On 12/1/21 8:58 AM, Lee wrote:
The short story is that I have an Intel i3 windows 10 desktop with
cygwin installed and an Intel i5 debian desktop.  One of my scripts
takes about 10 minutes to run on the windows/i3 and 15 minutes on the
debian/i5!  ick

if i do
$ sudo cpupower frequency-set -g performance

then it takes about 10 minutes to run the script on the i5, **but**
the cpu frequency never drops down to power-saving mode when the
machine is idle - eg
$ sudo cpupower -c all frequency-info | grep 'call to kernel'
   current CPU frequency: 3.99 GHz (asserted by call to kernel)
   current CPU frequency: 3.95 GHz (asserted by call to kernel)
   current CPU frequency: 4.01 GHz (asserted by call to kernel)
   current CPU frequency: 3.91 GHz (asserted by call to kernel)
   current CPU frequency: 3.96 GHz (asserted by call to kernel)
   current CPU frequency: 4.00 GHz (asserted by call to kernel)

and more annoying, setting the frequency governor back to powersave
doesn't seem to drop the frequency all that much

$ sudo cpupower frequency-set -g  powersave
Setting cpu: 0
Setting cpu: 1
Setting cpu: 2
Setting cpu: 3
Setting cpu: 4
Setting cpu: 5

$ sudo cpupower -c all frequency-info | egrep 'call to kernel|The governor'
                   The governor "powersave" may decide which speed to use
   current CPU frequency: 3.85 GHz (asserted by call to kernel)
                   The governor "powersave" may decide which speed to use
   current CPU frequency: 3.58 GHz (asserted by call to kernel)
                   The governor "powersave" may decide which speed to use
   current CPU frequency: 4.01 GHz (asserted by call to kernel)
                   The governor "powersave" may decide which speed to use
   current CPU frequency: 3.55 GHz (asserted by call to kernel)
                   The governor "powersave" may decide which speed to use
   current CPU frequency: 3.66 GHz (asserted by call to kernel)
                   The governor "powersave" may decide which speed to use
   current CPU frequency: 3.57 GHz (asserted by call to kernel)

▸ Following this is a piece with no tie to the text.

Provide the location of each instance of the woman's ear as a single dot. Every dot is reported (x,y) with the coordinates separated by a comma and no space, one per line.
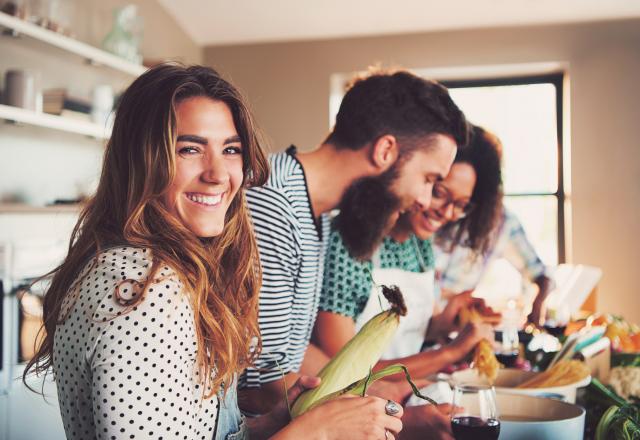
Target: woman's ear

How do I get the intel cpu "turbo boost" fully engaged when I'm
running my script and go back into power save mode when the machine is
idle?

Thanks
Lee


Which i3?  i5?  Debian?  Linux?


I assume your script is single-threaded (?).


I am unfamiliar with 'cpupower'. I use cpufreq-set(1) to set the governor and the Xfce panel applet "CPU Frequency Monitor" to monitor the CPU frequency and/or governor. The latter tool lets me choose a specific core, minimum, average, or maximum frequency.

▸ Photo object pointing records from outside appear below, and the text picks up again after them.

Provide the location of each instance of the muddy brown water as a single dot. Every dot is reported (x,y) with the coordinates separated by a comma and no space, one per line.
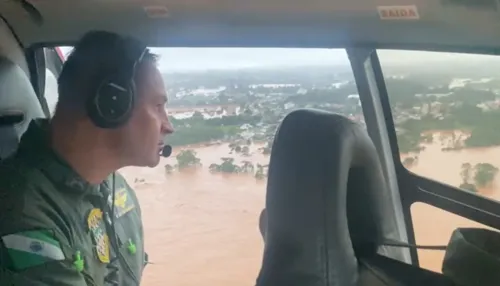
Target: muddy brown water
(202,228)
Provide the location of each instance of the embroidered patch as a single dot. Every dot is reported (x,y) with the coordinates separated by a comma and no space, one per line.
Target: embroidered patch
(97,229)
(32,248)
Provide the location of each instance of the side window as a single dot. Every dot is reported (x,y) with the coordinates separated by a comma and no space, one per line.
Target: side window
(434,226)
(54,58)
(50,92)
(446,110)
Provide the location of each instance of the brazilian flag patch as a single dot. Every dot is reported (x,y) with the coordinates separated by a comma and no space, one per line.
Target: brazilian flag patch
(32,248)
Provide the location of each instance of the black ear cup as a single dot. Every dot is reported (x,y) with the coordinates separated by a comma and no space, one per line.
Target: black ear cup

My compute-bound single-threaded scripts cause the CPU frequency to increase to maximum on my quad-core i7:

2021-12-01 17:48:27 root@tinkywinky ~
# cat /etc/debian_version ; uname -a ; cpufreq-info -p
9.13
Linux tinkywinky 4.9.0-16-amd64 #1 SMP Debian 4.9.272-2 (2021-07-19) x86_64 GNU/Linux
800000 3300000 powersave


Perhaps your governor is somehow broken?


But, the best answer is to rewrite your script as a parallel program. The challenge is: what programming language? Shells can do simple parallelism via background tasks, if you can break up your script suitably. I have been beating my head against multi-threaded Perl for several years, but I do not recommend it. If you want a recent programming language designed for parallel programming, an obvious choice is Go. Erlang is older, very robust, and adds distributed programming, but the syntax is very different (Prolog based). I attempted Clojure, but never got off the ground. There are other choices.